Quand l’obsession linguistique tourne au ridicule : la pétition d’un autre siècle
linguistique
Il faut saluer l’audace de cette pétition. Il faut du courage, ou de l’inconscience, pour oser proposer, en 2025, des idées qui semblent tout droit sorties d’un congrès de censeurs linguistiques des années 1950. Arabisation forcée, loi organique punitive, chasse aux langues étrangères dans les institutions internationales : on se croirait dans un pastiche autoritaire d’un mauvais roman dystopique.
Criminaliser la “violation” de l’article 6 ? C’est donc cela, l’urgence nationale ? Dans un pays où la moitié des citoyens ne peuvent ni se soigner correctement ni accéder à la justice dans leur langue maternelle, on nous propose de créer une police linguistique ? Faudra-t-il bientôt traduire nos rêves en arabe pour éviter l’amende ?
Quant à l’arabisation des services administratifs, voilà une grande idée, appliquée avec un tel succès ces 40 dernières années que l’administration elle-même peine à se comprendre. Documents bâclés, agents mal formés, jargon approximatif et exclusion systématique de tous ceux qui n’ont pas été élevés dans le bon circuit linguistique : une vraie réussite.
Mais le chef-d’œuvre, le sommet de l’absurde, reste cette revendication cocasse : forcer les institutions internationales à utiliser exclusivement la “langue officielle”. Une merveille de stratégie géopolitique : commençons donc par demander au FMI, à l’ONU et à la Banque mondiale de communiquer exclusivement en arabe classique… avec des interlocuteurs qui, souvent, parlent mieux le français ou l’anglais. De quoi nous faire gagner en efficacité, c’est certain.

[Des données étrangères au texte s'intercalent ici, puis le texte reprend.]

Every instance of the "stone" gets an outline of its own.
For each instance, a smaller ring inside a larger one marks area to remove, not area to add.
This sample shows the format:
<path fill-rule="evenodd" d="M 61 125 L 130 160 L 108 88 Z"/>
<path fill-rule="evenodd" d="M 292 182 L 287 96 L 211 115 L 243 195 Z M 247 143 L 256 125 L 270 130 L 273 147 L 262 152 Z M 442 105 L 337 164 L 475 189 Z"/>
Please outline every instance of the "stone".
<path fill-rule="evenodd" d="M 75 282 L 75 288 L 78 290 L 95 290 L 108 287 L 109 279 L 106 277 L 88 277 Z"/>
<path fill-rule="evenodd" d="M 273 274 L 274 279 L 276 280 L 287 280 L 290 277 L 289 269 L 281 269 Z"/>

Au fond, cette pétition n’est pas une simple erreur de jugement. C’est le symptôme d’un mal plus profond : la confusion entre langue et identité, entre nationalisme linguistique et projet national. Une nation n’impose pas, elle rassemble. Une langue n’a pas besoin de menaces pour vivre, mais de justice, d’équité, et de reconnaissance mutuelle.
Et si ces pétitionnaires veulent vraiment défendre la langue arabe, qu’ils commencent par l’aimer avec intelligence, et non la transformer en outil d’exclusion. Car ce n’est pas en criminalisant le multilinguisme qu’on renforce une nation. C’est en écoutant tous ses enfants, dans toutes leurs langues.